The Department of Police Services released a statement last week reminding the CSUN community how to recognize and handle suspicious mail and packages.
The statement was made on the heels of last week’s international mail bomb plot. It lists a number of traits that suspicious packages possess and asks that police services be notified immediately if a package possesses any of these traits.
“We are trying to stay ahead of the curve,” said Anne P. Glavin, chief of police. “People forget what the hallmarks of a suspicious package are.”
Although the numbers of suspicious package alarms are generally low, the Department of Police Services is paying particular attention to the campus mailroom, Glavin said.
About five years ago, the department invested in a device that scans small packages for parts that are essential to mail bombs, such as timers, batteries and electronic components, detective Dana Archer said. In a brief demonstration for the Daily Sundial, Archer showed how easy it is to use the Scanmail 10K. It lit up — indicating possible explosive material — when Archer ran through the machine a package designed to mimic a bomb.

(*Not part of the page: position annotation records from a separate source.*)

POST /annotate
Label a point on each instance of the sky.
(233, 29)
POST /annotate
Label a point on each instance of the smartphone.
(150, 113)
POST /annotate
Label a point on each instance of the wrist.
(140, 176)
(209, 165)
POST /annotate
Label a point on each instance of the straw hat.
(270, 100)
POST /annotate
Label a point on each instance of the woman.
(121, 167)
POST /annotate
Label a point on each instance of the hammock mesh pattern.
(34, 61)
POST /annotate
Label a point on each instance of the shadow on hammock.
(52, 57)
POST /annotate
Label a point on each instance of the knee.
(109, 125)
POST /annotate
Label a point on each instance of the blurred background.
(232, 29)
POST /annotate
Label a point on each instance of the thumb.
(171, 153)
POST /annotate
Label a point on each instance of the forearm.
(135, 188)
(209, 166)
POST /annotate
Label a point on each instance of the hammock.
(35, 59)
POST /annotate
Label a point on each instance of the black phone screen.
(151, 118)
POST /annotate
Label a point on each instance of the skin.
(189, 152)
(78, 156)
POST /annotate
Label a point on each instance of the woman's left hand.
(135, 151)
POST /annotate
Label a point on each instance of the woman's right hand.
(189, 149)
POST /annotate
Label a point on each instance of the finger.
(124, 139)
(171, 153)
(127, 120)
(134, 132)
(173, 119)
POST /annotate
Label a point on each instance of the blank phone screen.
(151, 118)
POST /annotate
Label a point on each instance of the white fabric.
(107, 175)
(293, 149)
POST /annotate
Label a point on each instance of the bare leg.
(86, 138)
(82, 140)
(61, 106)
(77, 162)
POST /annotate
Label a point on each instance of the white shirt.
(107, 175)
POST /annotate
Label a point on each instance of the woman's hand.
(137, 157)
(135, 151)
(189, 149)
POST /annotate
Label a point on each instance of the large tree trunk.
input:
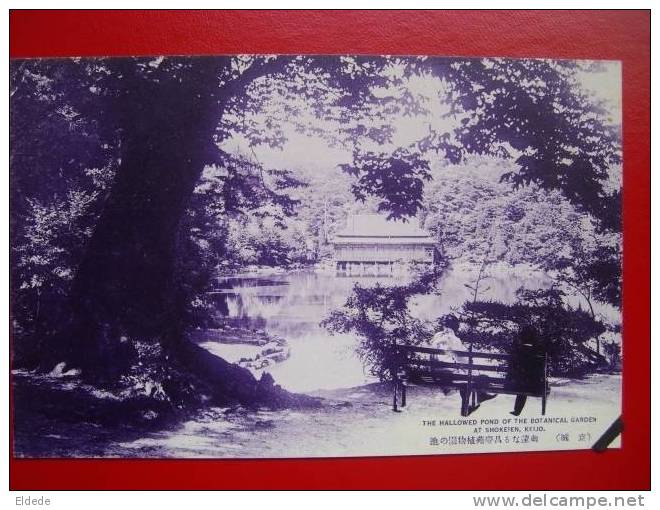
(124, 288)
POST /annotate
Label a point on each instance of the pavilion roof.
(375, 225)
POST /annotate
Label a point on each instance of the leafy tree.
(158, 123)
(562, 330)
(380, 316)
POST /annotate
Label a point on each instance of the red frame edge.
(612, 35)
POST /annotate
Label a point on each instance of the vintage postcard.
(267, 256)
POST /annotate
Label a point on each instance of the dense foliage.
(127, 198)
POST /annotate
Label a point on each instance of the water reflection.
(292, 305)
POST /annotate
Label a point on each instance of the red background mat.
(612, 35)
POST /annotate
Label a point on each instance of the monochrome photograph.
(275, 256)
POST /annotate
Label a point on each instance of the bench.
(483, 372)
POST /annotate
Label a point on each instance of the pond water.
(292, 305)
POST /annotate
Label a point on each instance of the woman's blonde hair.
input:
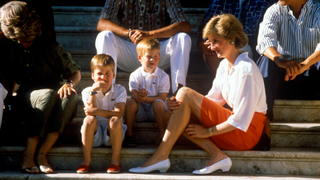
(18, 22)
(228, 27)
(147, 44)
(101, 60)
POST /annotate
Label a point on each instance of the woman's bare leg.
(190, 102)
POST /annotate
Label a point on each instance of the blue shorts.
(145, 112)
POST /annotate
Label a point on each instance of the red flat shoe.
(114, 168)
(82, 169)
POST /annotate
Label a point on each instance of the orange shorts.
(213, 114)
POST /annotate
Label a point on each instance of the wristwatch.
(211, 131)
(278, 58)
(92, 92)
(70, 82)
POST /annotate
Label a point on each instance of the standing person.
(238, 83)
(289, 42)
(149, 87)
(248, 12)
(104, 106)
(47, 76)
(123, 23)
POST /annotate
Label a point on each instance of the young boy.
(104, 106)
(149, 86)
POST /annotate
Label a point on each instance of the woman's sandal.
(30, 170)
(43, 168)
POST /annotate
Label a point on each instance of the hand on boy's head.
(137, 35)
(65, 91)
(99, 85)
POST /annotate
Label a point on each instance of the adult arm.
(66, 89)
(268, 42)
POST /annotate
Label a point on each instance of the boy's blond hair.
(147, 44)
(228, 27)
(101, 60)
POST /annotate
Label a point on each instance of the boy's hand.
(89, 110)
(142, 95)
(65, 91)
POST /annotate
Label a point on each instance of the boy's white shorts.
(101, 136)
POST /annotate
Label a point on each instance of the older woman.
(238, 83)
(46, 98)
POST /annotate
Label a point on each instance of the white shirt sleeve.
(121, 94)
(134, 81)
(245, 103)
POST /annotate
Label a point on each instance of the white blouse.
(242, 89)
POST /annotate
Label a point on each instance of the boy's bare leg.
(28, 159)
(116, 136)
(190, 102)
(130, 116)
(90, 127)
(158, 109)
(47, 144)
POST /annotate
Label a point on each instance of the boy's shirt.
(116, 94)
(155, 83)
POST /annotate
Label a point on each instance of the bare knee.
(115, 123)
(158, 106)
(90, 121)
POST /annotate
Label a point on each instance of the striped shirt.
(295, 39)
(249, 13)
(145, 15)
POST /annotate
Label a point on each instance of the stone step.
(283, 134)
(65, 174)
(184, 159)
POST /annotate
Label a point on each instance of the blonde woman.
(238, 83)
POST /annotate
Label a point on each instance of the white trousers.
(175, 53)
(3, 94)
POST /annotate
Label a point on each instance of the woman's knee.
(158, 106)
(90, 121)
(115, 123)
(185, 94)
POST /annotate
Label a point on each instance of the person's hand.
(99, 86)
(205, 48)
(136, 35)
(89, 110)
(173, 104)
(141, 94)
(197, 131)
(65, 91)
(292, 67)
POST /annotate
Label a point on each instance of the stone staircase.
(295, 137)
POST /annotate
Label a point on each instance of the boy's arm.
(118, 111)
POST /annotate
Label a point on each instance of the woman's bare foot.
(28, 164)
(43, 163)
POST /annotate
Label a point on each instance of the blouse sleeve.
(245, 102)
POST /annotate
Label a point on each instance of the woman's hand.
(65, 91)
(136, 35)
(197, 131)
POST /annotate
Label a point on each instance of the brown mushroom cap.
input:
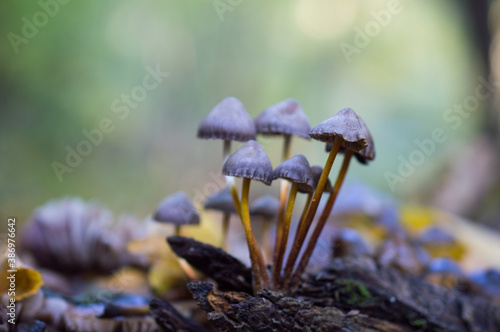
(365, 155)
(284, 118)
(266, 206)
(228, 120)
(251, 162)
(297, 170)
(316, 171)
(221, 201)
(177, 209)
(345, 124)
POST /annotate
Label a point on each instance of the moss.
(356, 293)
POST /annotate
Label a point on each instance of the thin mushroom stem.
(185, 267)
(285, 231)
(306, 256)
(266, 238)
(234, 193)
(253, 248)
(303, 215)
(226, 216)
(226, 150)
(311, 212)
(300, 226)
(225, 228)
(284, 185)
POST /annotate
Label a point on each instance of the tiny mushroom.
(228, 121)
(298, 172)
(367, 154)
(343, 130)
(177, 210)
(265, 207)
(250, 162)
(316, 172)
(286, 118)
(222, 201)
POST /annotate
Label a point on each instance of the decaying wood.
(351, 294)
(229, 273)
(271, 311)
(385, 293)
(170, 320)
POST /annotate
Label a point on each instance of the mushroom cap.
(284, 118)
(365, 155)
(251, 162)
(177, 209)
(345, 124)
(266, 206)
(297, 170)
(221, 201)
(228, 120)
(316, 171)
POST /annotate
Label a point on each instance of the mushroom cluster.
(345, 132)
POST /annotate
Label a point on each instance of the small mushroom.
(446, 272)
(487, 282)
(348, 243)
(250, 162)
(343, 130)
(403, 253)
(228, 121)
(288, 119)
(298, 172)
(222, 201)
(367, 154)
(265, 207)
(177, 210)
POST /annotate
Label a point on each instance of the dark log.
(229, 273)
(170, 320)
(271, 311)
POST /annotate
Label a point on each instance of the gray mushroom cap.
(177, 209)
(266, 206)
(297, 170)
(345, 124)
(228, 120)
(284, 118)
(316, 171)
(365, 155)
(251, 162)
(221, 201)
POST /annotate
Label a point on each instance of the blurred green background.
(65, 78)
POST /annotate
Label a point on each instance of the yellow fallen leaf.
(26, 281)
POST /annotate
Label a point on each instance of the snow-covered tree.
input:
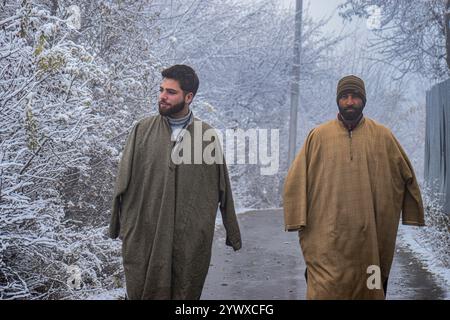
(414, 36)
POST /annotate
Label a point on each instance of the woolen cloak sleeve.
(122, 182)
(295, 201)
(226, 205)
(412, 209)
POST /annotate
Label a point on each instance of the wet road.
(270, 265)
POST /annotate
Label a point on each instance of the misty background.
(76, 75)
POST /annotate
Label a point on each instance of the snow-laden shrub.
(436, 233)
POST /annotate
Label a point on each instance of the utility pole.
(295, 84)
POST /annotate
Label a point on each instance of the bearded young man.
(344, 194)
(165, 212)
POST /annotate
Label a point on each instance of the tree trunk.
(447, 32)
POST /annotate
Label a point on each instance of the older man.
(344, 194)
(165, 210)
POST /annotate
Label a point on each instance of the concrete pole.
(295, 82)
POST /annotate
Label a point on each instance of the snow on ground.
(410, 238)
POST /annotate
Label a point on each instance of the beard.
(171, 110)
(350, 113)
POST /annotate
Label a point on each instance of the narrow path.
(270, 265)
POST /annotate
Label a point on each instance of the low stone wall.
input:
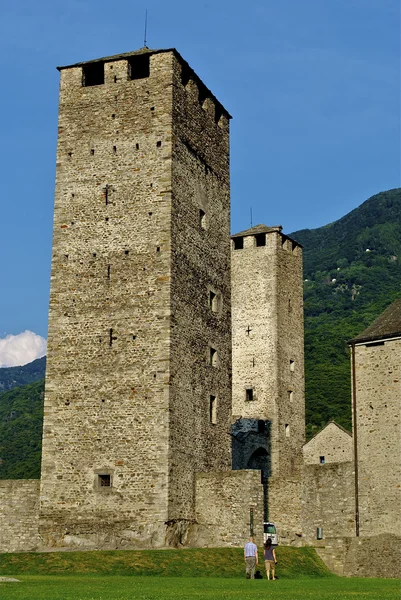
(387, 552)
(19, 515)
(284, 509)
(328, 501)
(223, 503)
(376, 556)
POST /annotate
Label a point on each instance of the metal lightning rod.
(146, 28)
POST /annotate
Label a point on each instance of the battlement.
(264, 236)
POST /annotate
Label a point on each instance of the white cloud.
(17, 350)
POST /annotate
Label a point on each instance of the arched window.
(258, 460)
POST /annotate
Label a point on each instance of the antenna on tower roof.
(146, 29)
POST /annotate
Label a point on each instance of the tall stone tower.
(268, 367)
(138, 394)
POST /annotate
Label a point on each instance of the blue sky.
(313, 87)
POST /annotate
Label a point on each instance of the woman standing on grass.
(270, 559)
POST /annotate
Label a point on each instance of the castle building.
(376, 377)
(138, 389)
(268, 368)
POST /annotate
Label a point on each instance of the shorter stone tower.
(376, 378)
(268, 368)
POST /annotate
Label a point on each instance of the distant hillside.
(11, 377)
(21, 418)
(352, 272)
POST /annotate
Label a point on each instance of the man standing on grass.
(251, 558)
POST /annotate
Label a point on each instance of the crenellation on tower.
(268, 368)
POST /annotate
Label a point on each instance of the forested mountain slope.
(21, 418)
(11, 377)
(352, 272)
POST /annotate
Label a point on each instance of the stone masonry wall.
(107, 380)
(328, 501)
(223, 503)
(378, 398)
(200, 240)
(267, 305)
(128, 381)
(333, 444)
(19, 515)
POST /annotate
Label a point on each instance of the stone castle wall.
(378, 399)
(226, 521)
(129, 378)
(331, 445)
(19, 515)
(328, 502)
(267, 304)
(200, 265)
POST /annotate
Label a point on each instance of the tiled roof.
(385, 326)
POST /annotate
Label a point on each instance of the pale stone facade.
(377, 364)
(332, 444)
(19, 515)
(137, 350)
(268, 367)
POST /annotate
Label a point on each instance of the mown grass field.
(100, 587)
(190, 574)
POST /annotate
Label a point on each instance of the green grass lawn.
(100, 587)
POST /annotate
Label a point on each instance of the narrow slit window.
(202, 95)
(93, 74)
(249, 394)
(213, 410)
(212, 357)
(213, 301)
(185, 75)
(238, 243)
(138, 67)
(260, 239)
(218, 112)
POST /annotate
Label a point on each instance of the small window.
(218, 112)
(93, 74)
(202, 94)
(185, 75)
(260, 239)
(138, 67)
(213, 357)
(249, 394)
(214, 301)
(238, 243)
(104, 480)
(213, 410)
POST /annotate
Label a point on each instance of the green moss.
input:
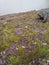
(15, 60)
(34, 32)
(14, 38)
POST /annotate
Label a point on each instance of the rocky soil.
(24, 39)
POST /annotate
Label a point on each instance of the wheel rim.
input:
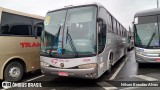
(14, 72)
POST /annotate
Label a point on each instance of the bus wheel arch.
(14, 68)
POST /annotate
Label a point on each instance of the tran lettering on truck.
(30, 44)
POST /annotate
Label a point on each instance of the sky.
(122, 10)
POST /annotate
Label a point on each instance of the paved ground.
(126, 72)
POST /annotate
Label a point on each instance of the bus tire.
(13, 71)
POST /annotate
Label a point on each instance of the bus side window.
(5, 29)
(102, 32)
(20, 30)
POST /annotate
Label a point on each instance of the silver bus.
(147, 36)
(81, 41)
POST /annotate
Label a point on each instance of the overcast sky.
(123, 10)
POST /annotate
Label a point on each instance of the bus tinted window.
(15, 24)
(20, 30)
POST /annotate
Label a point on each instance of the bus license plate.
(63, 73)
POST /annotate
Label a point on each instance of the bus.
(81, 41)
(130, 39)
(147, 36)
(19, 49)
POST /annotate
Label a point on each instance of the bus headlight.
(86, 66)
(44, 64)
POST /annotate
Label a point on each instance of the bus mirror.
(37, 25)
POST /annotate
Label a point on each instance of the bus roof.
(76, 5)
(148, 12)
(20, 13)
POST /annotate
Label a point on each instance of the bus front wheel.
(13, 71)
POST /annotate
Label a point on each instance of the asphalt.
(130, 73)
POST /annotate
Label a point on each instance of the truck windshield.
(146, 32)
(70, 32)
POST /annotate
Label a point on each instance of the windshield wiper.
(151, 39)
(69, 38)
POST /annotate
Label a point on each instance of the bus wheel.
(13, 71)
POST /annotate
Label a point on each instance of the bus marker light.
(86, 60)
(158, 60)
(63, 73)
(54, 61)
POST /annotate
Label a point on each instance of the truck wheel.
(13, 71)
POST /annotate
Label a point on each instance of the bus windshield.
(146, 32)
(70, 32)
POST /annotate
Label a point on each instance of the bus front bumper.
(91, 73)
(146, 59)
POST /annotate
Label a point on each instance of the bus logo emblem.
(62, 65)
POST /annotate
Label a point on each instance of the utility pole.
(157, 4)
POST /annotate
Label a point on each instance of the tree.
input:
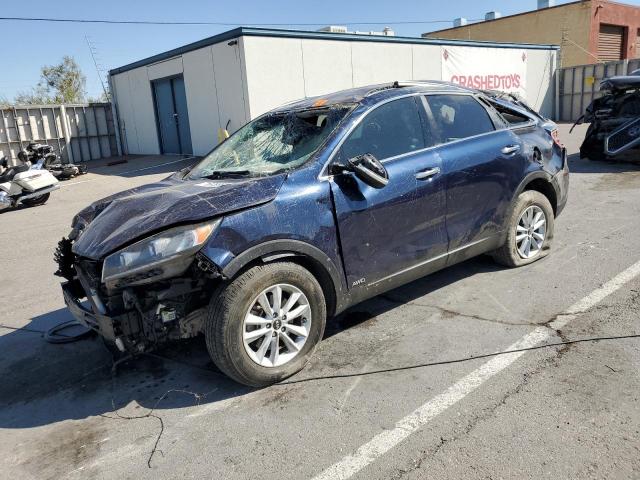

If a package appears suspicious and sets off the Scanmail 10K, the K-9 unit’s bomb-detecting canine is called in, Archer said.
The bomb-detecting dog undergoes regular training and drills to keep its bomb-sniffing abilities sharp, Glavin said.
Should the canine determine that the package contains an explosive device, the matter is escalated to the LAPD, Glavin added. The LAPD’s bomb-squad is qualified to dispose of an explosive device, she said.
“Fortunately, when the K-9 unit gets a package, it turns out to be a big nothing,” Glavin said.
People usually worry about abandoned backpacks, she said.
“We get about a half dozen reports a year,” Glavin said. “It usually turns out that a student forgot where he left his backpack.”